Safety and Efficacy of Ledipasvir/Sofosbuvir Fixed Dose Combination +/- Ribavirin in Adolescents and Children With Chronic HCV-Infection

NCT02249182 | Completed Phase 2 Results DMC FDA Drug

• 2 other identifiers: GS-US-337-11162014-003578-17
• Study Type: interventional
• Target: 226
• Locations: 4 countries
• Sites: 31

Brief Summary

The primary objective of the PK Lead-in Phase of the study is to evaluate the steady state pharmacokinetics (PK) and confirm the dose of ledipasvir/sofosbuvir (LDV/SOF) fixed dose combination (FDC) in hepatitis C virus (HCV)-infected pediatric participants. The PK Lead-in Phase will also evaluate the safety, tolerability, and antiviral activity of 10 days of dosing of LDV/SOF FDC in HCV-infected pediatric participants. The Treatment Phase will be initiated by age cohort after confirmation of age-appropriate LDV/SOF FDC dosage levels. Participants from the PK Lead-in Phase will immediately rollover into the Treatment Phase with no interruption of study drug administration.

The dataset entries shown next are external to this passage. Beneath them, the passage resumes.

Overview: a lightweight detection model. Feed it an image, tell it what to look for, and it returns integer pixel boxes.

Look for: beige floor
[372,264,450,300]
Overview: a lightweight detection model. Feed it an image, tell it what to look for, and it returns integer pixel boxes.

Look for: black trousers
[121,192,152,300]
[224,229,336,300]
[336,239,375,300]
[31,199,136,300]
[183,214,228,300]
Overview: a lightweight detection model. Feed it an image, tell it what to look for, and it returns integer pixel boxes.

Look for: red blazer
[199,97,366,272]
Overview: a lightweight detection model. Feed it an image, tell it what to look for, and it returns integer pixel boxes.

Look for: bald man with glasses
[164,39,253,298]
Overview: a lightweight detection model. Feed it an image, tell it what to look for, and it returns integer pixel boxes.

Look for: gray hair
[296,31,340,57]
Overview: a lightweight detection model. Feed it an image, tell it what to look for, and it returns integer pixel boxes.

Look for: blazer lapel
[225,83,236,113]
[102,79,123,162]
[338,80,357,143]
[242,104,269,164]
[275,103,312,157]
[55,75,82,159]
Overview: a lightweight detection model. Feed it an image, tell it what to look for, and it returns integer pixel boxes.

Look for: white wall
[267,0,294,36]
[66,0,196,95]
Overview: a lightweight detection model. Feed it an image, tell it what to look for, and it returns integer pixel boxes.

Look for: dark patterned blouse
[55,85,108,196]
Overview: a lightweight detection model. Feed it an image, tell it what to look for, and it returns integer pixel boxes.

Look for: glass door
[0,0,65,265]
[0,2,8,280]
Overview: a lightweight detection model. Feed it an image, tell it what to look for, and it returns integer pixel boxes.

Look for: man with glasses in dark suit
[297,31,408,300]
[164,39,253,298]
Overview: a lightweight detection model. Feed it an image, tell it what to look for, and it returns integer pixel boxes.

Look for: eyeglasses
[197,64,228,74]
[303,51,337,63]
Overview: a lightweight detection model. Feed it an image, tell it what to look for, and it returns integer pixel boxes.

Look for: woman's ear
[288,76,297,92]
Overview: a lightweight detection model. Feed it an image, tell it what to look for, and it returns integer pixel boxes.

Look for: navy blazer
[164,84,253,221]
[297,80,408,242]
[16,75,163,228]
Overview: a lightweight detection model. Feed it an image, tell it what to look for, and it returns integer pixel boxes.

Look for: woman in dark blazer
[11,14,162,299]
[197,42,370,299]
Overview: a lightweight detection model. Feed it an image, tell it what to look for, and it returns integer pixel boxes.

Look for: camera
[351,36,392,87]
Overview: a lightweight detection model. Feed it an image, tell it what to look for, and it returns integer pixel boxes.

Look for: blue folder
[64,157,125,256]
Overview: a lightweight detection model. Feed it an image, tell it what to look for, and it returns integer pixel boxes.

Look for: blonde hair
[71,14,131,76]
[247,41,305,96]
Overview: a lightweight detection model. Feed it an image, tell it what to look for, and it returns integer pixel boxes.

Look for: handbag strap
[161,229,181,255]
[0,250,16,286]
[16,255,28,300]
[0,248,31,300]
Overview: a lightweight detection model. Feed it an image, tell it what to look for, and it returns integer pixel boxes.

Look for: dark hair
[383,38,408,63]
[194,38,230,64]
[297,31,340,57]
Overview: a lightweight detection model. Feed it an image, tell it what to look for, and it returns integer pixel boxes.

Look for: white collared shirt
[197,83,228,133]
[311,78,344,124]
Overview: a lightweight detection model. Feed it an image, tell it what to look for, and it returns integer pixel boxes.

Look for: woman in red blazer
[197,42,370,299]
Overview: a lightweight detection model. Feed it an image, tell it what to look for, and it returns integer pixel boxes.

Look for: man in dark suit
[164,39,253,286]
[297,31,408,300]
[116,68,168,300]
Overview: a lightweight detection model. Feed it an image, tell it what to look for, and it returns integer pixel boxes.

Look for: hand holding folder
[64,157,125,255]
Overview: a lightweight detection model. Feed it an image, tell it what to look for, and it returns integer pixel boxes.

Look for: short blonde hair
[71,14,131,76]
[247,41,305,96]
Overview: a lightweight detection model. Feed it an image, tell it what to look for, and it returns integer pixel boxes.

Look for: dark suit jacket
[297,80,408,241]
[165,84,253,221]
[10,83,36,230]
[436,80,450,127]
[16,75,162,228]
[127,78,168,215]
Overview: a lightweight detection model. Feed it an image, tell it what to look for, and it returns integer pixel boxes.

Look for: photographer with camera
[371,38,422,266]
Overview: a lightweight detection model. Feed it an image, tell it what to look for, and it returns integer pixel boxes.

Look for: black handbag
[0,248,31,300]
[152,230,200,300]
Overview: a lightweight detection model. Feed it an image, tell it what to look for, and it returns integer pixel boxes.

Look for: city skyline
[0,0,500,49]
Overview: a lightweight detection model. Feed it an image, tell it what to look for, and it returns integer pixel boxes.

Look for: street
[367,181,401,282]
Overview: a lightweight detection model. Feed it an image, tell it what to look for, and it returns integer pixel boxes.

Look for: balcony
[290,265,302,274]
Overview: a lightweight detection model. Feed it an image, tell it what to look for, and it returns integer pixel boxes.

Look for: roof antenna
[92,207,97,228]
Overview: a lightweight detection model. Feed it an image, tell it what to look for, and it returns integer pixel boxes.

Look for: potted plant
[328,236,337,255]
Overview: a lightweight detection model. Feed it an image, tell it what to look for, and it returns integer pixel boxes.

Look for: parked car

The primary objective of the Treatment Phase is to evaluate the antiviral efficacy, safety, and tolerability of LDV/SOF FDC +/- ribavirin (RBV) for 12 or 24 weeks in pediatric participants with HCV. During screening, participants will receive placebo to match LDV/SOF FDC to assess ability to swallow tablets.

Conditions

Hepatitis C Virus Infection

Outcome Measures

Primary Outcomes (2)

• For Participants in the PK Lead-in Phase, Pharmacokinetic (PK) Parameter: AUCtau of GS-331007 (Metabolite of SOF), LDV, and SOF

  AUCtau is defined as concentration of drug over time (the area under the concentration verses time curve over the dosing interval).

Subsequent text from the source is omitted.